Less is more. Start with security findings only. Add more categories once you have calibrated the false positive rate.


Measuring Impact

Track these metrics from week one:

AI Code Review Health Dashboard
═══════════════════════════════════════════════
Signal quality
  True positive rate:         87%  (target: >80%)
  False positive rate:        9%   (target: <15%)
  Engineer dismissal rate:    12%  (rising → investigate)
 
Impact
  Security bugs caught pre-merge:    +83%
  Review cycle time:                 -38%
  Human review comments per PR:      -29% (focused on intent)
 
Coverage
  PRs with AI review:          98%
  Findings acted on:           73%
  Findings marked false +ve:   9%
  Findings dismissed no reason: 18% ← investigate this
═══════════════════════════════════════════════

The "dismissed without reason" metric is the canary. When it rises, engineers are ignoring AI comments. When engineers ignore AI comments, you are paying for a tool that produces noise.
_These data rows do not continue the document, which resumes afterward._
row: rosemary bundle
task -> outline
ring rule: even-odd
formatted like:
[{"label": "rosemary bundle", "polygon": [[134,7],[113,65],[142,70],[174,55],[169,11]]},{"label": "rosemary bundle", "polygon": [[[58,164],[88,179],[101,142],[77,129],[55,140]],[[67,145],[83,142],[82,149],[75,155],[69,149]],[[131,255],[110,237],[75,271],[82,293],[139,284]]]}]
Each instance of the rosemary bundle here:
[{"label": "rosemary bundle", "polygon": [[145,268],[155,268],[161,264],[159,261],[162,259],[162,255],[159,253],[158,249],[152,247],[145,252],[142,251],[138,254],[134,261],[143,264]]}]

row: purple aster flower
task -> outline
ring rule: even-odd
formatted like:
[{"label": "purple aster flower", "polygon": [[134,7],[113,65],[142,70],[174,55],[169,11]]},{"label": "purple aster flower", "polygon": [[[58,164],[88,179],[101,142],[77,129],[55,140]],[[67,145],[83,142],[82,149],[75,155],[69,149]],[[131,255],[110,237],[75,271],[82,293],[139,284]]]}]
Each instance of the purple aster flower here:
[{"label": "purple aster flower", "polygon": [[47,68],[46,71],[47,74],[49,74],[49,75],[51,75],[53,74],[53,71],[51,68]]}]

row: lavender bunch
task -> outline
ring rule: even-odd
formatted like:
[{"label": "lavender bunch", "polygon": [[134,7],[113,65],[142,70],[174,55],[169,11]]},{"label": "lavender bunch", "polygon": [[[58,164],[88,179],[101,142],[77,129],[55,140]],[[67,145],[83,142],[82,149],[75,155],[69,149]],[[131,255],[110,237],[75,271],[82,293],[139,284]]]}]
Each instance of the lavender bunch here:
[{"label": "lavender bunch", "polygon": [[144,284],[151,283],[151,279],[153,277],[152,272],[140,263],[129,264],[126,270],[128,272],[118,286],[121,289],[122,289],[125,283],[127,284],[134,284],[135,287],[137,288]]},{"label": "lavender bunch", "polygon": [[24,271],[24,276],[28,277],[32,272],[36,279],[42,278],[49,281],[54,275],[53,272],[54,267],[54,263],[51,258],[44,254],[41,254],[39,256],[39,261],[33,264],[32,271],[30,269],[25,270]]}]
Investigate and tune before trust collapses.


The Honest Summary

AI code review is a force multiplier for security and pattern-based quality concerns. It is not a replacement for human judgement on design, intent, and domain correctness. The teams that understand this distinction get real value. The teams that do not end up either over-relying on AI (and shipping logic bugs) or dismissing it entirely (and losing the security benefits).

The division of labour is simple: let AI handle the things it is reliably good at (security, resource management, obvious anti-patterns) and give human reviewers the space to focus on the things only humans can do (product correctness, architectural fit, test quality).

That combination is genuinely better than either alone.